A blog about technical stuff


Jan Katins

BI Engineer @ kfzteile24.de | Python enthusiast (knitpy, pandas, statsmodels, matplotlib, ggplot, pypandoc) | PhD student @ TU Freiberg (bibliometrics, academic research productivity, social networks, social capital) | Private homepage (de) | formerly Jan Schulz

Github
Twitter
LinkedIn
Email

Archive | RSS

Python development on Windows: making it comfortable

Recently someone was surprised that I use windows as my main dev machine as other OS usually are developer friendly. Out of the box, this is true. But to make yourself at home as a developer, you usually change a lot of things, no matter if you are using OS X, Linux or Win. So here is what I use:

  • proper command line: cmder with git
  • Pycharm + Notepad++ as editor
  • python from miniconda with multiple envs
  • jupyter notebook with a conda env kernel manager

Not all is windows specific… I actually suspect that a lot is windows agnostic and I would use a similar setup on a different OS…

A proper command line: cmder

Windows cmd is pretty limited, both because there is almost no commands available and because of the terminal window itself lacks tab competition, history, proper C&P… I use cmder as a replacement. Use the upcoming 1.3 version, it changes the way the config / startup files are handled -> available as an artifact in the Appveyor builds (e.g. this one). It comes with better tab completion (including for git commands), history, search previous commands, c&p, git integration in the prompt, and can be customized via a startup profile. It also includes a copy of git for windows 2.x, so for most case, there is no need to install git by yourself. You can use cmd, bash (comes with the copy of git) and powershell.

I install it in a dropbox subfolder, which means that I have the same environment even at work. Run cmder.exe /REGISTER ALL once as admin to get the cmder here item in the right click menu in windows explorer.

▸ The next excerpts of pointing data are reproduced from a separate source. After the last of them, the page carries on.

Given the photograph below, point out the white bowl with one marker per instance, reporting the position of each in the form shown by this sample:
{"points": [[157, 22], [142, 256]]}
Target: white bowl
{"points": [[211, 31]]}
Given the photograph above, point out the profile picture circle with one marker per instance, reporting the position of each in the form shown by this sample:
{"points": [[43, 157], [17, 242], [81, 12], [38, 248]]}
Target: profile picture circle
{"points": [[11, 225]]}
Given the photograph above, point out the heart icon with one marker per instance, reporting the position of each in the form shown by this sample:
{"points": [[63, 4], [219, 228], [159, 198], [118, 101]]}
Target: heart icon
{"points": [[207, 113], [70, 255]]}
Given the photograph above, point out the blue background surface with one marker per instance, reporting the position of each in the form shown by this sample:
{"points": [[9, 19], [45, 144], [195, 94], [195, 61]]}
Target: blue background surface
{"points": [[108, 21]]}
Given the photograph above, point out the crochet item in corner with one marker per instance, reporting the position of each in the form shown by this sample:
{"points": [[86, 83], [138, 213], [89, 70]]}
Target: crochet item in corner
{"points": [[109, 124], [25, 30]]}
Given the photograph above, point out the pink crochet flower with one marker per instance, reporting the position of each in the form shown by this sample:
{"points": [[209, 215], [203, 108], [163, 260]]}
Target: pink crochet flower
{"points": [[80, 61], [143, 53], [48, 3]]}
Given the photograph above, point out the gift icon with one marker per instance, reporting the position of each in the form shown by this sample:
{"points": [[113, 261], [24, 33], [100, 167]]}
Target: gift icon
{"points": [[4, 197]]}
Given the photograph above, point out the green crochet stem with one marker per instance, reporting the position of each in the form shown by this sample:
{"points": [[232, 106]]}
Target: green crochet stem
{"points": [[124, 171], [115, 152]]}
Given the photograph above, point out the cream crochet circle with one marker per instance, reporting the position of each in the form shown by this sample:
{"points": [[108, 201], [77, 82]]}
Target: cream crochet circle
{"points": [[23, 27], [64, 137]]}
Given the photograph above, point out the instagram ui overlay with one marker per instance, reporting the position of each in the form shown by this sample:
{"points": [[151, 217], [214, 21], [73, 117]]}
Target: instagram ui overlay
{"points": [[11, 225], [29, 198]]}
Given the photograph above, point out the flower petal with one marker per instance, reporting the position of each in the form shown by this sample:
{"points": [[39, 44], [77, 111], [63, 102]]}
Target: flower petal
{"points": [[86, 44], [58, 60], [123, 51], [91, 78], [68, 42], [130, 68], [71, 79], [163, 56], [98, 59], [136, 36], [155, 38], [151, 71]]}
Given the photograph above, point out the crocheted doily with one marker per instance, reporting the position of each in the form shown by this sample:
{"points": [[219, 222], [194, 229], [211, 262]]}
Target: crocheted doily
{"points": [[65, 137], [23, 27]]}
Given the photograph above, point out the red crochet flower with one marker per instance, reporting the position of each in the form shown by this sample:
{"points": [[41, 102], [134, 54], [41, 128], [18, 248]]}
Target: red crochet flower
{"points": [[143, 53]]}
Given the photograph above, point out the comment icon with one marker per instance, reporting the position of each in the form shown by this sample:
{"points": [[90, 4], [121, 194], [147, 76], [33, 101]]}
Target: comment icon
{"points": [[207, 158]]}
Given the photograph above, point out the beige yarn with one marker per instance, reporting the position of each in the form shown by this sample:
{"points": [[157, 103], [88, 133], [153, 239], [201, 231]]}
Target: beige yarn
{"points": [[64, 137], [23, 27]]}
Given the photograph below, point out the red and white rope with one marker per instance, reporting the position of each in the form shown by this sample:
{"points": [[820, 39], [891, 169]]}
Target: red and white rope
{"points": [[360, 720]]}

In config\user-profile.cmd, I add a few more path items and also start an ssh agent:

:: needs the private ssh key in %USERPROFILE%\.ssh\
@call start-ssh-agent

:: add my own scripts
@set "PATH=%PATH%;%CMDER_ROOT%\vendor\jasc"

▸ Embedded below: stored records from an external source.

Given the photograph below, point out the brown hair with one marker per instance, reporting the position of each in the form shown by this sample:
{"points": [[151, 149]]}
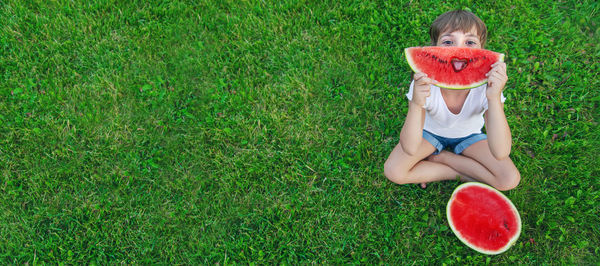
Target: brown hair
{"points": [[462, 20]]}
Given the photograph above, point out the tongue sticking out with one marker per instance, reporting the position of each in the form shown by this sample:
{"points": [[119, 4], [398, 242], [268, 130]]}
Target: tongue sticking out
{"points": [[458, 64]]}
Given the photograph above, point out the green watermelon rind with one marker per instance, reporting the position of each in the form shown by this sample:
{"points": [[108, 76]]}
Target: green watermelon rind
{"points": [[510, 243], [412, 64]]}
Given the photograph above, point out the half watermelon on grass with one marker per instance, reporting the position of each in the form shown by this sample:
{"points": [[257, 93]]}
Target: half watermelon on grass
{"points": [[483, 218], [453, 67]]}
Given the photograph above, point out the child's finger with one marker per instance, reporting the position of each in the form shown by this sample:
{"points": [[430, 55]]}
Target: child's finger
{"points": [[419, 75]]}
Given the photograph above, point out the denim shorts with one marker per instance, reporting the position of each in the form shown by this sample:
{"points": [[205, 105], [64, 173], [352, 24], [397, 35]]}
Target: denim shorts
{"points": [[458, 145]]}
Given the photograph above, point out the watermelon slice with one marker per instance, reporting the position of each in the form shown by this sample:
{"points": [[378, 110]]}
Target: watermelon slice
{"points": [[483, 218], [453, 67]]}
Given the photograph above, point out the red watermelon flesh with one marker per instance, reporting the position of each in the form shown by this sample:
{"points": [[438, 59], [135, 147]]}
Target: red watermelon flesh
{"points": [[483, 218], [453, 67]]}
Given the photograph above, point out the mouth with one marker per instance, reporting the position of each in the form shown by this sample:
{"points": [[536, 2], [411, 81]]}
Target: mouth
{"points": [[458, 64]]}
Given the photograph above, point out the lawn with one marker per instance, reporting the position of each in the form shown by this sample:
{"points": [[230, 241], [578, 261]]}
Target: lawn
{"points": [[221, 132]]}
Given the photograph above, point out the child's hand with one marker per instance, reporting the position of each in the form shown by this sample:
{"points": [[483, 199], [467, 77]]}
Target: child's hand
{"points": [[421, 89], [496, 80]]}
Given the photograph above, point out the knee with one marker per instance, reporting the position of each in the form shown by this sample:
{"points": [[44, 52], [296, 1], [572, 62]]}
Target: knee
{"points": [[394, 173], [508, 180]]}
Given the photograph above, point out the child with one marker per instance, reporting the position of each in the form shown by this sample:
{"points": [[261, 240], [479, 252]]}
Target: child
{"points": [[440, 118]]}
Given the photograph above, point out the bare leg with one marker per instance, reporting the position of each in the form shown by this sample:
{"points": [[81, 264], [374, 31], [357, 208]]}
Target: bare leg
{"points": [[478, 162], [403, 168]]}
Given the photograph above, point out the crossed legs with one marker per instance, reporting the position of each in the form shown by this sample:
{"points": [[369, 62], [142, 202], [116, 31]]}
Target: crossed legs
{"points": [[475, 163]]}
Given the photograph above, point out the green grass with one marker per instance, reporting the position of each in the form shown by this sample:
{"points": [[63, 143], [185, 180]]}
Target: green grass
{"points": [[166, 132]]}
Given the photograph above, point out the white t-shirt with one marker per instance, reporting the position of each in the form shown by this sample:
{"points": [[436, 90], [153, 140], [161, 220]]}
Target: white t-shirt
{"points": [[440, 121]]}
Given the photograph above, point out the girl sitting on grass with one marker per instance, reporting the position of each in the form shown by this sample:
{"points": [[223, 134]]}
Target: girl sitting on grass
{"points": [[440, 119]]}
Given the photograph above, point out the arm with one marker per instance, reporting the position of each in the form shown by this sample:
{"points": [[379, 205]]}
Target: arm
{"points": [[412, 130], [499, 136], [411, 135]]}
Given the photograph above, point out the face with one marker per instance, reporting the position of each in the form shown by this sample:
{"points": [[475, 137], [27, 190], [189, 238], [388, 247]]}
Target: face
{"points": [[460, 39]]}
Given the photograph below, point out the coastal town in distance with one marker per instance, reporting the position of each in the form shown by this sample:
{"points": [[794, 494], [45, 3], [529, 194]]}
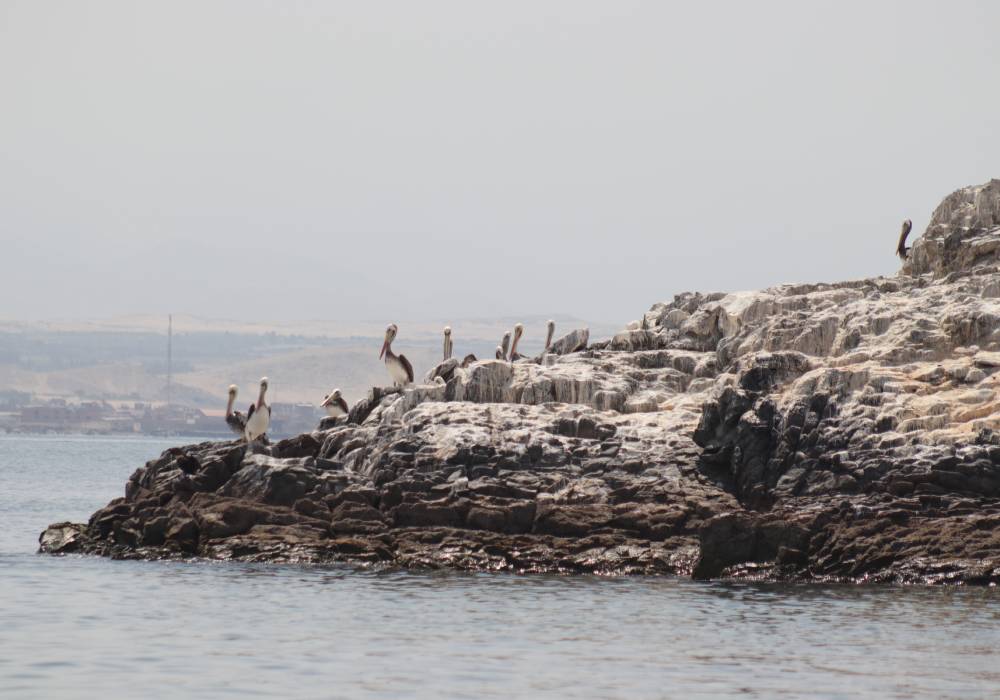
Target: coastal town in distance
{"points": [[163, 376]]}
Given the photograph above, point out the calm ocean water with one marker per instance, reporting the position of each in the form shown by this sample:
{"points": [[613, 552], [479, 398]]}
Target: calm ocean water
{"points": [[84, 626]]}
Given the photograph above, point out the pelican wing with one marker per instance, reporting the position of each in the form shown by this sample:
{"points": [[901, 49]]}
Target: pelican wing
{"points": [[407, 366], [901, 246], [237, 421]]}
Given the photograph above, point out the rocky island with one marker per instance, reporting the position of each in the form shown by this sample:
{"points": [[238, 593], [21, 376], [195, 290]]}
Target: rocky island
{"points": [[813, 432]]}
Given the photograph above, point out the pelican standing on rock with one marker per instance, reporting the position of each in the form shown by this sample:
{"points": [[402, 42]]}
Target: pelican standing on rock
{"points": [[901, 250], [236, 421], [447, 343], [335, 405], [518, 332], [548, 337], [399, 367], [259, 415], [504, 345]]}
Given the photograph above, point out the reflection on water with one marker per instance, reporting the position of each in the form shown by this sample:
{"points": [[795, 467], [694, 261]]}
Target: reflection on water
{"points": [[80, 626]]}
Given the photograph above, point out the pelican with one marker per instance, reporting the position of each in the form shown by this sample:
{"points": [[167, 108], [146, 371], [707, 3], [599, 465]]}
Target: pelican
{"points": [[236, 420], [259, 415], [548, 338], [447, 343], [399, 367], [334, 404], [505, 345], [518, 332], [901, 250]]}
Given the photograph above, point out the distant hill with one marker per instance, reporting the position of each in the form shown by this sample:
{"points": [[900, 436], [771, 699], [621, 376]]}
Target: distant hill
{"points": [[126, 358]]}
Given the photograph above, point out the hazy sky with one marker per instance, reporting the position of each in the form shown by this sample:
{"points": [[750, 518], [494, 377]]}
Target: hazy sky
{"points": [[402, 160]]}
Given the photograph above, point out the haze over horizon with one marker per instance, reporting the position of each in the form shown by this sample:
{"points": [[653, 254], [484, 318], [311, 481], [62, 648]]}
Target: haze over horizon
{"points": [[250, 160]]}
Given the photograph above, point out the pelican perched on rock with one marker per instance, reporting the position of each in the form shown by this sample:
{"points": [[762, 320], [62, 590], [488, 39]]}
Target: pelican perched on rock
{"points": [[518, 332], [236, 421], [901, 250], [399, 367], [447, 343], [334, 404], [259, 415], [548, 336]]}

:: add unix commands from existing git -> last to not shadow windows commands...
@set "PATH=%PATH%;%GIT_INSTALL_ROOT%\usr\bin\"

Thanks to the last line, I’ve ls, grep, find, ssh, … available in the command line.

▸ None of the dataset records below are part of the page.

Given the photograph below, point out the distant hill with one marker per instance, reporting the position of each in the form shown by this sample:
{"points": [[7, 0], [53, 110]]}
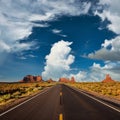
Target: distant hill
{"points": [[66, 80], [30, 78], [108, 79]]}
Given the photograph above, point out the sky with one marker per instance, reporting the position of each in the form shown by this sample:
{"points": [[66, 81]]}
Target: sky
{"points": [[59, 38]]}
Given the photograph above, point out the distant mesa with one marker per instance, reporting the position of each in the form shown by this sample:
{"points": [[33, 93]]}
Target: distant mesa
{"points": [[67, 80], [30, 78], [108, 79]]}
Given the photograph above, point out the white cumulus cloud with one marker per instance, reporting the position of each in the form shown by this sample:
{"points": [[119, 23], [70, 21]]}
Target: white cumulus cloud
{"points": [[110, 50], [58, 61], [17, 18]]}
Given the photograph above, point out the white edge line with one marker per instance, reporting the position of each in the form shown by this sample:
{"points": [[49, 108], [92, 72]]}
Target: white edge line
{"points": [[23, 103], [98, 100]]}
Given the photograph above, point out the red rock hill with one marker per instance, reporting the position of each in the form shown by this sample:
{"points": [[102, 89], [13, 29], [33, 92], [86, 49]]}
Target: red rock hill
{"points": [[108, 79]]}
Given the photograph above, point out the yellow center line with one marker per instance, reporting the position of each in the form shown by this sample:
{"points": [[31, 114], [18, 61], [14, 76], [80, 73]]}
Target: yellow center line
{"points": [[61, 116]]}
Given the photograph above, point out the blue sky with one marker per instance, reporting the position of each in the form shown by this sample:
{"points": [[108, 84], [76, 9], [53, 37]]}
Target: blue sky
{"points": [[79, 38]]}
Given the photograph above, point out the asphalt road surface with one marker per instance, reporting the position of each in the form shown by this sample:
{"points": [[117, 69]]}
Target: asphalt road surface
{"points": [[61, 102]]}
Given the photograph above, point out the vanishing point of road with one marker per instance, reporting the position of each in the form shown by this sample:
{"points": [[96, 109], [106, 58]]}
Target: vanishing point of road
{"points": [[61, 102]]}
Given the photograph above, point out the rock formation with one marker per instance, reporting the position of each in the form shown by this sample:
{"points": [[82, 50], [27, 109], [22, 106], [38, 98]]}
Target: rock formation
{"points": [[108, 79], [30, 78]]}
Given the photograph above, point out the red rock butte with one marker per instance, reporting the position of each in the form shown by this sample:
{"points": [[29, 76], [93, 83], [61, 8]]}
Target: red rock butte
{"points": [[66, 80], [108, 79], [30, 78]]}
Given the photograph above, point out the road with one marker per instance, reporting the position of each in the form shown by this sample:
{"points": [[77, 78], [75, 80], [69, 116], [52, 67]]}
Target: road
{"points": [[61, 103]]}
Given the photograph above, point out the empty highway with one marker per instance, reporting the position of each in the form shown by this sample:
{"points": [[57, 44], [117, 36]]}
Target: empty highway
{"points": [[61, 102]]}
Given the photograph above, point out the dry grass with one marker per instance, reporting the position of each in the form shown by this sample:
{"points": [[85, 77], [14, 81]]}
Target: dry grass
{"points": [[12, 91], [108, 89]]}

Aliases are in config\aliases. I add things like

w=where $1
cdp=cd c:\data\external\projects 
ls_envs=ls c:\portabel\miniconda\envs\
note="C:\Program Files (x86)\Notepad++\notepad++.exe" $*

I also customize the prompt (via a config/conda.lua file) so that activating a conda env will show up in the prompt (The need for the reset is IMO a bug):

---
 -- Find out the basename of a file/directory (last element after \ or /
 -- @return {basename}
---
function basename(inputstr)
        sep = "\\/"
        local last = nil
        local t={} ; i=1
        for str in string.gmatch(inputstr, "([^"..sep.."]+)") do
                --t[i] = str
                --i = i + 1
                last = str
        end
        return last
end

---
 -- Find out if the String starts with Start
 -- @return {boolean}
---
function string.starts(String,Start)
   return string.sub(String,1,string.len(Start))==Start
end

---
 -- Find out current conda env
 -- @return {false|conda env name}
---
function get_conda_env()
    env_path = clink.get_env('CONDA_DEFAULT_ENV')
    if env_path then
        basen = basename(env_path)
        return basen
    end
    return false
end

---
 -- after conda activate: reset prompt 
---
function reset_prompt_filter()
    -- reset to original, e.g. after conda activate destroyed it...
    if string.match(clink.prompt.value, "{lamb}") == nil or not string.starts(clink.prompt.value,"\x1b[") then
        -- orig: $E[1;32;40m$P$S{git}{hg}$S$_$E[1;30;40m{lamb}$S$E[0m
        -- color codes: "\x1b[1;37;40m"
        cwd = clink.get_cwd()
        prompt = "\x1b[1;32;40m{cwd} {git}{hg} \n\x1b[1;30;40m{lamb} \x1b[0m"
        new_value = string.gsub(prompt, "{cwd}", cwd)
        clink.prompt.value = new_value
    end
end

---
 -- add conda env name 
---
function conda_prompt_filter()
    -- add in conda env name
    local conda_env = get_conda_env()
    if conda_env then
        clink.prompt.value = string.gsub(clink.prompt.value, "{lamb}", "["..conda_env.."] {lamb}")
    end
end

clink.prompt.register_filter(reset_prompt_filter, 10)
clink.prompt.register_filter(conda_prompt_filter, 20)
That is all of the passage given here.